Results: Compared to GRK4 wild type (GRK4-WT), patients with GRK4 variants were more likely to be non-dippers (odds ratio (OR) 6.672, 95% confidence interval (CI) 5.124–8.688, P < .001), with GRK4 A142V (OR 5.888, 95% CI 4.332–8.003, P < .001), A486V (OR 7.102, 95% CI 5.334–9.455, P < .001) and GRK4 R65L (OR 3.273, 95% CI 2.271–4.718, P < .001), respectively. Correlation analysis revealed that non-dippers rhythm of blood pressure were associated with GRK4 variants (r = .420, P < .001), with GRK4 A142V (r = .416, P < .001), A486V (r = .465, P < .001) and GRK4 R65L (r = .266, P < .001), respectively. When given 4-week candesartan, patients with GRK4 variants showed better antihypertensive effect as to drop in blood pressure (24 h mSBP, 21.21 ± 4.99 vs 12.34 ± 4.78 mmHg, P < .001) and morning peak (MP-SBP, 16.54 ± 4.37 vs 11.52 ± 4.14 mmHg, P < .001), as well as greater increase in trough to peak ratio (SBP-T/P, .71 ± .07 vs .58 ± .07, P < .001) and smoothness index (SBP-SI, 1.44 ± .16 vs 1.17 ± .11, P < .001) than those with GRK4 WT.

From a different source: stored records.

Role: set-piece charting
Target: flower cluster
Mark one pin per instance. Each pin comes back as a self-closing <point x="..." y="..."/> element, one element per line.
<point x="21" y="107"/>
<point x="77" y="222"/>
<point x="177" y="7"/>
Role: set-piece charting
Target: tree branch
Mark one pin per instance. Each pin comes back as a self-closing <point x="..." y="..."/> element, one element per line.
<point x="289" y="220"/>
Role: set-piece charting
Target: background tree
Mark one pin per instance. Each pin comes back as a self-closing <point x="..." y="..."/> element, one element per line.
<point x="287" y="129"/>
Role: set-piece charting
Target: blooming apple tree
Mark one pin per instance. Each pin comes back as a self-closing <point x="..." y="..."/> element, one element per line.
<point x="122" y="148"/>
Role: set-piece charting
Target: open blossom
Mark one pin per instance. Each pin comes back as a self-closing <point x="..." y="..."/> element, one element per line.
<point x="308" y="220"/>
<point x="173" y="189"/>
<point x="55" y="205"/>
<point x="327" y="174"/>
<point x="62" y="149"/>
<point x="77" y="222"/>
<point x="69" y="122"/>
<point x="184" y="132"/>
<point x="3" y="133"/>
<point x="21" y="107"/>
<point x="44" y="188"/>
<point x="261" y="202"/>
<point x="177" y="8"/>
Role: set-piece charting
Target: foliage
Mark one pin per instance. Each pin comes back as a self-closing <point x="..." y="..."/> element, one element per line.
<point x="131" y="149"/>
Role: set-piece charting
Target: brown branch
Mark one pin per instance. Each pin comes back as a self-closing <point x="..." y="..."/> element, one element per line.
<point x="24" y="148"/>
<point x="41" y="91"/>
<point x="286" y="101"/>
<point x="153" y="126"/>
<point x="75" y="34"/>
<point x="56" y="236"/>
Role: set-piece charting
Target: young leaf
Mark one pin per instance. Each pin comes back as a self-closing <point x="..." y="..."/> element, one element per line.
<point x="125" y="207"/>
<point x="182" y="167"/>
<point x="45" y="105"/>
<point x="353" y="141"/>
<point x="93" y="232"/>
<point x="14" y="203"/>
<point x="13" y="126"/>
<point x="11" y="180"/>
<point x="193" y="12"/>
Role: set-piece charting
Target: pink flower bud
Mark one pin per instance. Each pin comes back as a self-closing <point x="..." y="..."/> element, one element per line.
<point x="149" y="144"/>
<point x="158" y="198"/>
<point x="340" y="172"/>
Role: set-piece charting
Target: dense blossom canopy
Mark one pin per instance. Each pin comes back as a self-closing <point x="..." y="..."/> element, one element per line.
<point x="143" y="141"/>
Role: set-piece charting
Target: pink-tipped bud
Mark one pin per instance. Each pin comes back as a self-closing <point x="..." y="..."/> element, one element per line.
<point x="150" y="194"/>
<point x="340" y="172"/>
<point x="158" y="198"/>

Conclusion: This study indicates that hypertensive patients with GRK4 variants are more likely to be non-dippers. What’s more, patients with GRK4 variants possess a significantly better antihypertensive response to candesartan than those with GRK4 WT.

摘要

背景：与血压调节相关的编码基因的遗传变异参与了高血压的发病机制，并决定了对特定抗高血压药物的反应。G 蛋白偶联受体激酶 4 (GRK4) 及其变体在高血压的发病机制中具有重要意义。然而，关于 GRK4 变体在确定血压昼夜节律和对坎地沙坦对高血压的反应中的作用知之甚少。本研究的目的是分析 GRK4 变异体与血压昼夜节律的相关性，并探讨它们对坎地司他坦降压效果的影响。

方法：本研究共纳入1239例，完成动态血压监测（ABPm）观察和G蛋白偶联受体激酶4（GRK4）外显子测序。在坎地沙坦治疗 4 周前后获得 ABPm。然后评估了收缩压的昼夜变化和坎地沙坦的抗高血压作用。

结果：与 GRK4 野生型 (GRK4-WT) 相比，具有 GRK4 变异的患者更可能是非杓型患者（优势比 (OR) 6.672, 95% 置信区间 (CI) 5.124–8.688, P < .001），与 GRK4 A142V (OR 5.888, 95% CI 4.332–8.003, P < .001)、A486V (OR 7.102, 95% CI 5.334–9.455, P < .001) 和 GRK4 R65L (OR 3.273, 95% CI 2.271–4.718) , P < .001)，分别。相关性分析显示，非杓型血压节律与 GRK4 变异（r = .420，P < .001）、GRK4 A142V（r = .416，P < .001）、A486V（r = .465，P < .001) 和 GRK4 R65L (r = .266, P< .001)，分别。当给予 4 周坎地沙坦时，具有 GRK4 变异体的患者在血压​​下降（24 小时 mSBP，21.21 ± 4.99 vs 12.34 ± 4.78 mmHg，P < .001）和晨峰（MP-SBP，16.54 ± 4.37 vs 11.52 ± 4.14 mmHg, P < .001 )，以及谷峰比 (SBP-T/P, . 71 ± .07 vs .58 ± .07, P < .001 ) 和平滑度指数的更大增加(SBP-SI, 1.44 ± .16 vs 1.17 ± .11, P < .001 ) 高于 GRK4 WT。

结论：本研究表明具有 GRK4 变异体的高血压患者更有可能是非杓型患者。更重要的是，具有 GRK4 变体的患者对坎地沙坦的抗高血压反应明显优于 GRK4 WT 患者。